INDIAN AUDIENCES returned to the fictional village of Phulera this April, with the third season of Panchayat streaming on Amazon's Prime Video. Centred around the simple and sometimes mundane lives of village inhabitants seen through the eyes of Abhishek Tripathi (Jitendra Kumar), the reluctant sachivji (panchayat secretary) the series promised to be a lighthearted watch when it was first released in 2020. It was a hit among people stuck indoors due to the novel coronavirus pandemic lockdown, who took to social media to praise the actors, director and the production company The Viral Fever (TVF).

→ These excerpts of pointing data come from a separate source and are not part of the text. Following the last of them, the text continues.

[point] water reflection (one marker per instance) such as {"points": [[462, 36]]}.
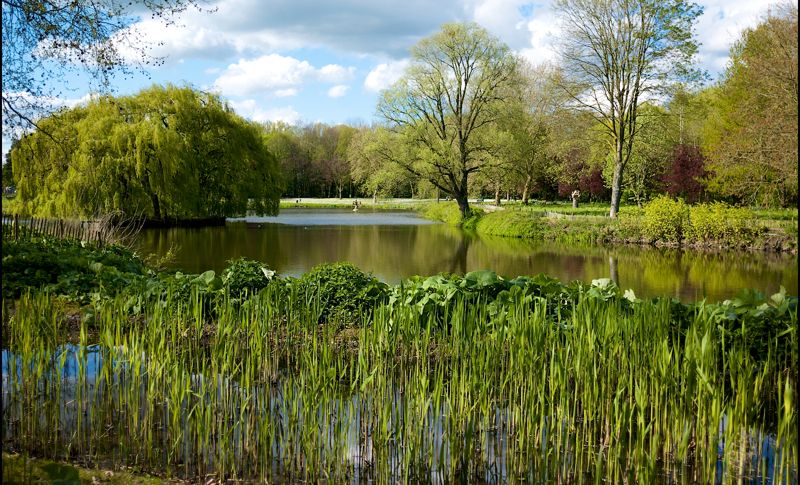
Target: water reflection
{"points": [[89, 399], [396, 245]]}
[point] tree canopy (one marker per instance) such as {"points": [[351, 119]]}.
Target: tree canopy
{"points": [[616, 54], [447, 102], [44, 39], [752, 131], [165, 153]]}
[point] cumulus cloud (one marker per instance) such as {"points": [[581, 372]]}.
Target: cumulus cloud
{"points": [[176, 42], [721, 25], [228, 28], [275, 74], [285, 93], [338, 91], [250, 109], [333, 73], [385, 74]]}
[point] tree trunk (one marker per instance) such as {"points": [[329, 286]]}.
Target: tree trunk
{"points": [[612, 267], [525, 189], [460, 194], [156, 206], [616, 187]]}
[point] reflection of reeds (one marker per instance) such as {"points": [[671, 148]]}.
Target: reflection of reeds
{"points": [[264, 393]]}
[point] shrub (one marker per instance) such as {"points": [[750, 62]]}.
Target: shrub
{"points": [[665, 219], [245, 277], [720, 222], [344, 291], [449, 213], [68, 268], [510, 224]]}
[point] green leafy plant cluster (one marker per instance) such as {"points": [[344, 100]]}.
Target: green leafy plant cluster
{"points": [[665, 219], [343, 290], [246, 277], [720, 222], [68, 267], [510, 224], [449, 213]]}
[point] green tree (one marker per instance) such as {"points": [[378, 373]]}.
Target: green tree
{"points": [[650, 154], [164, 153], [618, 53], [752, 132], [44, 40], [446, 103], [372, 167]]}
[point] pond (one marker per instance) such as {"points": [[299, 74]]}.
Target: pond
{"points": [[397, 245]]}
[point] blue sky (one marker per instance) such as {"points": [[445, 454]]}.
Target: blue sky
{"points": [[317, 60]]}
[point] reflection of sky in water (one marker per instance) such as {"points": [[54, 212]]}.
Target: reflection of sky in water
{"points": [[339, 217], [396, 245], [358, 447]]}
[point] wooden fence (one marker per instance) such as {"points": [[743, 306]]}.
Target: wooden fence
{"points": [[16, 228]]}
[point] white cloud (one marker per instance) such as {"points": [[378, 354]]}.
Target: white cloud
{"points": [[279, 75], [385, 74], [263, 74], [188, 38], [721, 25], [250, 109], [334, 73], [338, 91], [503, 18], [285, 93]]}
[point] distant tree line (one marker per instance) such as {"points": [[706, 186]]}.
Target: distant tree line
{"points": [[468, 119]]}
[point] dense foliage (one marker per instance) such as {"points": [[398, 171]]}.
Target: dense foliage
{"points": [[164, 153], [345, 293]]}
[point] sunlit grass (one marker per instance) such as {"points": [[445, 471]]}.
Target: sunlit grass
{"points": [[598, 387]]}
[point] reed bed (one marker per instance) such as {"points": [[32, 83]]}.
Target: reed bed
{"points": [[259, 390]]}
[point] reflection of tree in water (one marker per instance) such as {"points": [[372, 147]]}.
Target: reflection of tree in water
{"points": [[393, 253], [612, 269], [458, 261]]}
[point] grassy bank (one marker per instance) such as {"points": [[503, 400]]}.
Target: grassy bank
{"points": [[661, 223], [443, 377], [19, 468], [251, 376]]}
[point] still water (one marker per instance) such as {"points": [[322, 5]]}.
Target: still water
{"points": [[396, 245]]}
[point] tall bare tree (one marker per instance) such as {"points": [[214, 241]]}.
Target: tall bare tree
{"points": [[619, 53], [447, 102], [43, 40]]}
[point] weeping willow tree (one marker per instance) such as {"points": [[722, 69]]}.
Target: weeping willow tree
{"points": [[165, 153]]}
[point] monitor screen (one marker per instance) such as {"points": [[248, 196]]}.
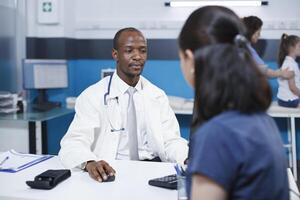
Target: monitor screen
{"points": [[44, 74]]}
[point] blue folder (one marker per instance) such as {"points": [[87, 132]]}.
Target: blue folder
{"points": [[12, 161]]}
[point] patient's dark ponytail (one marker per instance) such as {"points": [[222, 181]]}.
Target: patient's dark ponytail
{"points": [[227, 78]]}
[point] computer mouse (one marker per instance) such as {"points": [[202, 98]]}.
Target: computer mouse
{"points": [[109, 178]]}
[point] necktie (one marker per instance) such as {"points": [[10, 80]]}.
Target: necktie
{"points": [[132, 126]]}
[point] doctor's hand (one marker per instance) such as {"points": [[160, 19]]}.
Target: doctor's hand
{"points": [[99, 170]]}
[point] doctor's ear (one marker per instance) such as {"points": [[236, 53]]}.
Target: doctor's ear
{"points": [[114, 54]]}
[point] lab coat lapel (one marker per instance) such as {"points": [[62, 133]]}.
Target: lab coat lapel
{"points": [[153, 124]]}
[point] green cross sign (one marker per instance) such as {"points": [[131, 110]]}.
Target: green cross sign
{"points": [[47, 7]]}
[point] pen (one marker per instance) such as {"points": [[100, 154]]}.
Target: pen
{"points": [[3, 161]]}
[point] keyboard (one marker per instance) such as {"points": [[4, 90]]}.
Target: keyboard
{"points": [[169, 182]]}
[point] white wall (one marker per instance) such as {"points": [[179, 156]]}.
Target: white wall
{"points": [[102, 18]]}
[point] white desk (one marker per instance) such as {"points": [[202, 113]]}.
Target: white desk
{"points": [[290, 114], [274, 111], [131, 183]]}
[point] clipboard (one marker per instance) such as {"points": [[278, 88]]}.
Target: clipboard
{"points": [[12, 161]]}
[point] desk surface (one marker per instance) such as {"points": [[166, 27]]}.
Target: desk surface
{"points": [[37, 116], [131, 183]]}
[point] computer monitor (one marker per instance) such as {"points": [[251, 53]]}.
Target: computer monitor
{"points": [[42, 75]]}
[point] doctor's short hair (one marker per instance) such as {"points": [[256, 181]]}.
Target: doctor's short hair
{"points": [[119, 33]]}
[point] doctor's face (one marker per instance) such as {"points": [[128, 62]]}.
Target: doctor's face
{"points": [[130, 56]]}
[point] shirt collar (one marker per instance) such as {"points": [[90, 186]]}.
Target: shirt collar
{"points": [[119, 87]]}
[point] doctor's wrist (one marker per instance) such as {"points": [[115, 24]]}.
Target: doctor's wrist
{"points": [[85, 164]]}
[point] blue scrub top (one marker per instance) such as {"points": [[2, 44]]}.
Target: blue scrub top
{"points": [[243, 153]]}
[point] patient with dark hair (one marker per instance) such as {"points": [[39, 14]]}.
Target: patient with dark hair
{"points": [[235, 151]]}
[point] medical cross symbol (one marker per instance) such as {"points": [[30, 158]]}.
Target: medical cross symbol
{"points": [[47, 6]]}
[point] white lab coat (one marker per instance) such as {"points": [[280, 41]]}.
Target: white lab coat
{"points": [[89, 136]]}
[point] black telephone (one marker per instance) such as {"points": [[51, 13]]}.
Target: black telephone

The latest season of Panchayat sustained this success, garnering as many as 28.3 million views in the first half of 2024, according to an assessment by media consulting firm Ormax Media. What may have kept the show popular even in the post-lockdown world may be its commitment to remain a rural story. Although its central character Tripathi is a city-bred youngster unwillingly thrust into a village, the show is not about his urban gaze into the rural settings. Rather, the focus stays on the people of Phulera, their everyday relationships, desires, problems and disappointments.
Even the sets are not exaggerated with "ruralness"-with a bare, ochre-coloured panchayat office, simple houses surrounded by fields and vast space between dwellings, Phulera looks like any Indian village one might pass during a road trip across the heartland.
"Almost all of TVF's writers are from tier-II or III cities. They want to tell the story of their surroundings and realities, not peddle to a fanciful urban dream," Vijay Koshy, TVF president, tells Down To Earth (DTE). "This has helped strengthen the regional voice," he adds.